- Court: Durban and Coast Local Division
- Full case name: Verstappen v Port Edward Town Board and Others
- Decided: 24 November 1993
- Citations: 1994 (3) SA 569 (D); 4645/93

Court membership
- Judge sitting: Magid J

Case opinions
- Decision by: Magid J

Keywords
- Environmental law, Waste disposal, Permit, Regulations, Locus standi, Public interest, Local authority, Interdict, Interim interdict, Balance of convenience

= Verstappen v Port Edward Town Board =

South African legal case

Verstappen v Port Edward Town Board and Others is an important case in South African environmental law, heard on September 29, 1993.

It was an application for an interim interdict in which certain questions were argued in limine. RJ Salmon, instructed by Garlicke & Bousfield Inc., appeared for the applicant. GD Harpur, instructed by Barry Botha & Breytenbach, appeared for the first respondent. There was no appearance for the second, third and fourth respondents, who had the State Attorney.

==Finding of the court==
The court found that the requirement, enacted in section 20(1) of the Environment Conservation Act, of a permit issued by the Minister of Water Affairs to "establish, provide or operate" a waste-disposal site is plainly couched in the most peremptory language. The clear intention of the legislature, as expressed in section 20(1) of the Act, cannot be overridden by the Minister's failure, whether inadvertent or intentional, to make the appropriate regulations, as intended in section 20(2), providing for a form of application for such permit and the prescribed information required.

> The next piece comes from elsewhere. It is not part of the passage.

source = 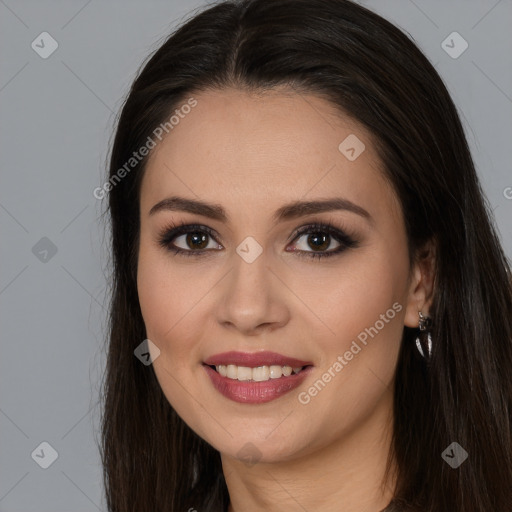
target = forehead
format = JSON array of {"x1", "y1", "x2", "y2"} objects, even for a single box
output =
[{"x1": 141, "y1": 89, "x2": 396, "y2": 224}]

The court accordingly held that the Minister's failure to promulgate the regulations foreshadowed in section 20(2) of the Act did not render lawful the conduct of the first respondent, a local authority, in operating the waste disposal site (which the applicant sought to interdict) without a permit in terms of s 20(1) of the Act.

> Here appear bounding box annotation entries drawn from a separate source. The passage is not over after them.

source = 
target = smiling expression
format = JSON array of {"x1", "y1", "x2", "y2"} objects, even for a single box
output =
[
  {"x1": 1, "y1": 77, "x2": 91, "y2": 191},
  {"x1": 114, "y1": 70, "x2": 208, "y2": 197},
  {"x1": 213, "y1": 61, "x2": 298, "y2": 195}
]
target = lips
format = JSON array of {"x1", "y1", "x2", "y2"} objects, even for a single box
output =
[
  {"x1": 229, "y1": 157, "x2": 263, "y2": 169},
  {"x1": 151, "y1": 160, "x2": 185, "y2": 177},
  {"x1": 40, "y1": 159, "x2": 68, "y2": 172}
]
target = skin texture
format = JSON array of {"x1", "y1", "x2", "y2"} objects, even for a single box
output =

It was clear to the court, from the language of the Environment Conservation Act, that the legislature intended the provisions of the Act to operate in the interests of the public at large. That being the case, an applicant seeking an interdict against the unlawful operation of a waste disposal site without a permit is required to show that the contravention of the Act by the respondent has caused or was likely to cause him some special damage. The court held on the facts that the applicant had not shown that she had suffered any special damage at all.

The applicant also sought to establish her locus standi in judicio to apply for an interdict restraining the first respondent local authority from committing the illegality of operating the waste disposal site without the aforementioned permit on the basis that she was a ratepayer of the first respondent, and that in several reported cases the courts had afforded ratepayers the right to interdict local authorities from dealing with their funds or property contrary to law. The court held that it did not consider that the mere fact that some municipal funds were obviously spent in managing and operating the waste disposal site in question could conceivably afford the applicant locus standi to interdict what she regarded as an illegality. The court held that it had not been established on the papers that the first respondent's manner of operation of the waste disposal site was more expensive than any of the various methods suggested by the applicant.

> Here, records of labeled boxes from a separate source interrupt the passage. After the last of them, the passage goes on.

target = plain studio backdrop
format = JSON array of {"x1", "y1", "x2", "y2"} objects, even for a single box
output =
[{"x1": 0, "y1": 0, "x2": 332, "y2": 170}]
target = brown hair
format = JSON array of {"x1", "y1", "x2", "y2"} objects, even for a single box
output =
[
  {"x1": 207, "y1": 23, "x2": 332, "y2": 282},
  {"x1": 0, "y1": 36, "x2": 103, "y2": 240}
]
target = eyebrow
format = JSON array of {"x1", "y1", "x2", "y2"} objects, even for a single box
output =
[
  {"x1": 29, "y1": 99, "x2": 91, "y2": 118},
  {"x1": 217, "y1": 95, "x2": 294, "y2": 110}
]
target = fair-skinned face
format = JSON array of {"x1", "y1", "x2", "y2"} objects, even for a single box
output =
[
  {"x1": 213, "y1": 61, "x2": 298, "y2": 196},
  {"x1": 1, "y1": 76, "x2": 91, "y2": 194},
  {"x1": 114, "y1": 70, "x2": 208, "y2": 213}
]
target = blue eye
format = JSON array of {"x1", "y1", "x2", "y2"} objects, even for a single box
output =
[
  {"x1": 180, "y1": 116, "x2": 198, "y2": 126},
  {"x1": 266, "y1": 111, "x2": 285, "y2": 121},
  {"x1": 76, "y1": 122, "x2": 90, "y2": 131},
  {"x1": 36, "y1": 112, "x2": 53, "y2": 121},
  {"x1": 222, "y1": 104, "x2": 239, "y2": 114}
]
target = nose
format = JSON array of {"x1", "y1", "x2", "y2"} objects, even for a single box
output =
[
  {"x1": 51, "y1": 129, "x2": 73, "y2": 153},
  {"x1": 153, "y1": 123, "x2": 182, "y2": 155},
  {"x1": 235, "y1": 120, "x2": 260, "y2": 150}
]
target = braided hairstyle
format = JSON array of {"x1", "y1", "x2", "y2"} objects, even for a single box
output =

The manner in which the grant or refusal of an interim interdict would affect the immediate parties to the litigation, the court found, is not the only matter relevant to a determination of the balance of convenience, which is relevant to the exercise by the court of its discretion to grant or refuse an interdict. Where, as in the present case, the wider general public is affected, the convenience of the public must be taken into account in any assessment of the balance of convenience.